Denver Nuggets president Josh Kroenke didn’t think that was the answer for the 2023 NBA Champions after he fired Michael Malone and Calvin Booth with just three games to go before the postseason.

“I can also say very clearly that this organization does not need a cultural reset,” Kroenke said in a press conference Wednesday. “I think that anyone who was in and around that dressing room for the last six weeks … could probably say that there was a very unified group. While I understand the pressure might have brought some of that unification, I also think it was the people in that locker room. I think, a long time ago, when we set organizational standards to get to where we are today, a lot of that is about culture, and a day-to-day thing.”

Josh Kroenke explains why he hired a coach before a GM pic.twitter.com/FXmdgiNWqY

— Jake Shapiro (@Shapalicious) May 28, 2025

Kroenke talked about how much the players still embodied the culture of the Denver Nuggets. From Nikola Jokic at the top to two-way players like Spencer Jones toward the bottom (no shade towards Jones), everybody bought in to the same ideals and goals throughout the six weeks after the spring cleaning moves, and Kroenke took note of that.

“The players are policing [culture] on a daily basis, and from what I saw and how the players responded, our culture is still there, we just needed to peel off a few things, have a small reset, and I think we’re ready to go forward,” Kroenke said.

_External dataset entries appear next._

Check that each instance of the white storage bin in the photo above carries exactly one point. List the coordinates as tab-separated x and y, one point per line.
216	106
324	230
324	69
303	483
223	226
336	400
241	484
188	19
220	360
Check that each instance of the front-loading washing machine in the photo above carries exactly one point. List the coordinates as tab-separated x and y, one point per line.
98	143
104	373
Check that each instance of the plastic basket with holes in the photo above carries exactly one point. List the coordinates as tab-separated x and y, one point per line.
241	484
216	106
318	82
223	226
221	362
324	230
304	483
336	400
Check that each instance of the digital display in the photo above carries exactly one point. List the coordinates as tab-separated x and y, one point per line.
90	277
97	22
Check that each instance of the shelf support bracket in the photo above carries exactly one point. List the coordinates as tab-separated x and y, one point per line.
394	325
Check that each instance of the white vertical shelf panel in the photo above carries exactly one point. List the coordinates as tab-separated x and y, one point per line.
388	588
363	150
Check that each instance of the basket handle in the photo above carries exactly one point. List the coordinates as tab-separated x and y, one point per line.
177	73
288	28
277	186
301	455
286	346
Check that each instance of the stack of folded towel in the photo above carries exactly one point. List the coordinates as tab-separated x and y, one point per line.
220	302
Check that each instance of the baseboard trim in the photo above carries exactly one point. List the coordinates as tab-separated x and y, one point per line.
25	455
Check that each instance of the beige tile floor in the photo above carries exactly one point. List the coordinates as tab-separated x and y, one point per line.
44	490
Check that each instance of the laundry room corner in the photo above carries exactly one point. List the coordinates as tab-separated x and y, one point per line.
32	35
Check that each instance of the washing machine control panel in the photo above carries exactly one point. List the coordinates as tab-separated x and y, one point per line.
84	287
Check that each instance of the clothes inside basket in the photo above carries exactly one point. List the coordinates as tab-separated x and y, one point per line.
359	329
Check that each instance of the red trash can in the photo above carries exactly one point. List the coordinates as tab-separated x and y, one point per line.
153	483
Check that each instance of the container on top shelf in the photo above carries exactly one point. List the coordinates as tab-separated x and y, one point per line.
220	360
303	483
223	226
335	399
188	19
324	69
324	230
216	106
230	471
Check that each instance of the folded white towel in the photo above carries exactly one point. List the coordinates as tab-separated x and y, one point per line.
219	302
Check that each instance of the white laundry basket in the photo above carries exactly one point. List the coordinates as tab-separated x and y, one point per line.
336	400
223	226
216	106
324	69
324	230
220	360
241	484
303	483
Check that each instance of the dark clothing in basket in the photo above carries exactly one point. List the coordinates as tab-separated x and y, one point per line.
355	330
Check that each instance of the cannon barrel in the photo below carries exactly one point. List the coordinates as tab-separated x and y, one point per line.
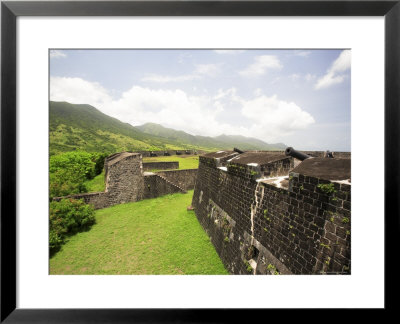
237	150
296	154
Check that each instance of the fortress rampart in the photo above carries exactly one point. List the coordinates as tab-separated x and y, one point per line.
265	217
126	181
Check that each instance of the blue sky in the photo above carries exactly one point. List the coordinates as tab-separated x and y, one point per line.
297	97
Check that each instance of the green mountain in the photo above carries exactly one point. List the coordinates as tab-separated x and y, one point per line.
83	127
220	142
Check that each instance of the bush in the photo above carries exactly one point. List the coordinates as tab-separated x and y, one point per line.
67	217
69	171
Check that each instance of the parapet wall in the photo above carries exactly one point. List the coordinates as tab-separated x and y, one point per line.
126	182
171	152
185	179
147	166
258	228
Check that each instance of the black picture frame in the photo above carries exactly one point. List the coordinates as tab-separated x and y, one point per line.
10	10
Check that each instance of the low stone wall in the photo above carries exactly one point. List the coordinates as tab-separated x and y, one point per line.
97	199
125	181
172	152
185	179
156	186
147	166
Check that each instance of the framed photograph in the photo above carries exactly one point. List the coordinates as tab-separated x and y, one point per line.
108	103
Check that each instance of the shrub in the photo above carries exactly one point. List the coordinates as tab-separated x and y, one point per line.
67	217
69	171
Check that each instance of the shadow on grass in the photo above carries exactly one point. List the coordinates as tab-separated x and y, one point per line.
55	250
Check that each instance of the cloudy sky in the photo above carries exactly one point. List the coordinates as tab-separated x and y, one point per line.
297	97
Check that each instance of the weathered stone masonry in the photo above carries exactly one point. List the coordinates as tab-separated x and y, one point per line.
258	227
126	182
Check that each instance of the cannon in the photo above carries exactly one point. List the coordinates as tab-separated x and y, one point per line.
237	150
296	154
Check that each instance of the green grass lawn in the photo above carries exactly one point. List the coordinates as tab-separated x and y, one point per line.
185	162
154	236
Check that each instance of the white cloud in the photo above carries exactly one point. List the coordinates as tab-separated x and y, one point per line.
200	71
302	53
57	54
165	78
207	69
78	91
273	118
309	77
229	51
261	65
335	73
267	118
294	76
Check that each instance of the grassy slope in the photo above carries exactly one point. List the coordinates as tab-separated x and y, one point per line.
83	127
221	142
155	236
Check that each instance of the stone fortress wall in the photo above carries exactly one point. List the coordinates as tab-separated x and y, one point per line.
262	223
265	213
126	181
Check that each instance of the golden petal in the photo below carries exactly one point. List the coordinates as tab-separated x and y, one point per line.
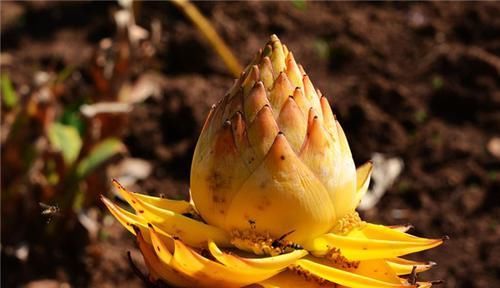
257	98
293	123
280	92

It wasn’t Kroenke assessing the culture, it wasn’t newly-named head coach David Adelman assessing it, it was the guys in the locker room doing so.

The culture that has been established within the Nuggets organization also played a major role in Kroenke deciding who to hire as the franchise’s new head coach and general manager. He said in a press conference last week that most of the answers are internal, and the promotion for Adelman to the full-time head coach showed that.

“When you’re contemplating changing out coach and general manager, one of the things I would look at from my perspective is, do we need a complete organizational reset? … That’s why I made the decision at the end of the season like I did was probably to do a little bit of a litmus test on that. With the benefit of hindsight, I can look back and see that very clearly now,” Kroenke said.

Culture will be key in maximizing what’s left of Denver’s title window with Nikola Jokic, and Kroenke has a massive summer ahead of him to get the Nuggets back to the top.